The photo was posted by a Twitter account affiliated with the Israeli foreign ministry which is dedicated to reaching an Arabic audience. Al-Mazrouie also posted the image but quickly deleted it.
In a statement made after the backlash, Ramadan said that he is “not a security guard” and doesn’t ask for fans’ nationalities before posing for a photo, according to popular Arabic-language celebrity website Fe El Fan.
Ramadan said he “takes hundreds of pictures daily with fans and admirers during his daily tours in any country he visits,” and that he took those photos when he was in the UAE, which now allows Israeli tourists to enter its territory.
Ramadan added that this is not the first time an Arab celebrity “accidentally” took a photo with Israelis.
“Anyone can Google Arab celebrities with Israelis and you’ll see that this is a very common accidental occurrence,” he said.
He added that, “Palestine is number one", using the title of his hit song Number One.
"I salute the brotherly Palestinian people.”
Ramadan also said that it is not in his interest to “provoke his large fanbase”, and that there was no logical reason why he would intentionally take a photo with an Israeli.
Read more: Popular Egyptian singer Mohamed Ramadan sentenced to one year in prison for slander
Ramadan, a 32-year-old actor and rapper, boasts millions of followers in the Arab world, is a close friend of Morocco's King Mohamed VI and won the 2019 All Africa Music Awards prize.
“Tomorrow Mohamed Ramadan will claim that Omer Adam is the one that wanted the picture, that he didn’t know he was Israeli and will ask for forgiveness from his fans,” one Twitter user said when the photo was uploaded, using the Arabic hashtag “normalisation is betrayal”.
On Monday, an Egyptian lawyer filed a case accusing Ramadan of causing "offence to the Egyptian people" through the pictures.
The case will be heard by a court on December 19.
Also on Monday, the Egyptian Artists' Syndicate said on Facebook that it was suspending Ramadan's membership until he is questioned over the photo "at the latest in the first week of December".
Omer Adam made headlines last month after he was invited to Dubai to sing at a religious celebration at the request of an Emirati royal.
Another widely shared photo of him with Israeli footballer Diaa Saba also caused a stir online, with the hashtag "Mohamed Ramadan is a Zionist" trending on Twitter.

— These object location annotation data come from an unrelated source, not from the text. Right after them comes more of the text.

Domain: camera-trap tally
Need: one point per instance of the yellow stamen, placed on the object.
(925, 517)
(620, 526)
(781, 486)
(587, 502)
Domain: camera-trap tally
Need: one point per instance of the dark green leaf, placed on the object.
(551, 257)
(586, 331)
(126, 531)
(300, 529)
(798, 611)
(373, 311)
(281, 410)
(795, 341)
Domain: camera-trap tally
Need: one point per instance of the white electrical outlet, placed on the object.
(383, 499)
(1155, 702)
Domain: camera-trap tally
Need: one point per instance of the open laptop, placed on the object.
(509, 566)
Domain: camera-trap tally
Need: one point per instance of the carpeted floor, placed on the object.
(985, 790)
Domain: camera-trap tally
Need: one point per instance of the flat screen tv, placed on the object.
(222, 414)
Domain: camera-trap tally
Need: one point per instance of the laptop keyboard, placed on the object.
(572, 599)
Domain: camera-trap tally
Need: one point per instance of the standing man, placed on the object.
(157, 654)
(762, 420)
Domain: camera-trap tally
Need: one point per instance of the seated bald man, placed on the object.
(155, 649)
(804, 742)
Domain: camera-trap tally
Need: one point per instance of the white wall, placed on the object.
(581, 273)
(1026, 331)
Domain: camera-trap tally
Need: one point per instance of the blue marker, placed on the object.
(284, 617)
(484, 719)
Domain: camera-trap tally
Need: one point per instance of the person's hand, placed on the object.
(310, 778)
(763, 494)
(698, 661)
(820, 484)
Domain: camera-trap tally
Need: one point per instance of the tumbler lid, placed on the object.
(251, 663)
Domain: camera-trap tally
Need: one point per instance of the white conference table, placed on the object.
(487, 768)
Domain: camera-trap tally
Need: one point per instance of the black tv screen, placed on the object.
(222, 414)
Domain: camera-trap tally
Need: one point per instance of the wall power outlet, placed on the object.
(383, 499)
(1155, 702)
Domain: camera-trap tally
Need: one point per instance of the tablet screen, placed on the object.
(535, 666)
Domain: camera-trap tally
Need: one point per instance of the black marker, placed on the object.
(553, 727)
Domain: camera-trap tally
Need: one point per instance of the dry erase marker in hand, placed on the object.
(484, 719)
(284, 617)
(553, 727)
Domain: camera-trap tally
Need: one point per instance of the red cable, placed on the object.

In August, US President Donald Trump announced that the UAE had become the third Arab country, after Egypt and Jordan, to normalize ties with Israel, with Bahrain and Sudan following suit a few weeks afterwards.
Israeli Prime Minister Benjamin Netanyahu has said that his country is in talks with other Arab and Muslim states regarding normalising relations.
While some Arab leaders have shown enthusiasm for normalisation UAE, public opinion in the Arab World is overwhelmingly opposed to normalisation.
A poll published by the Arab Centre for Research and Policy Studies (ACRPS) in early October showed that 88 percent of Arabs reject normalisation with Israel.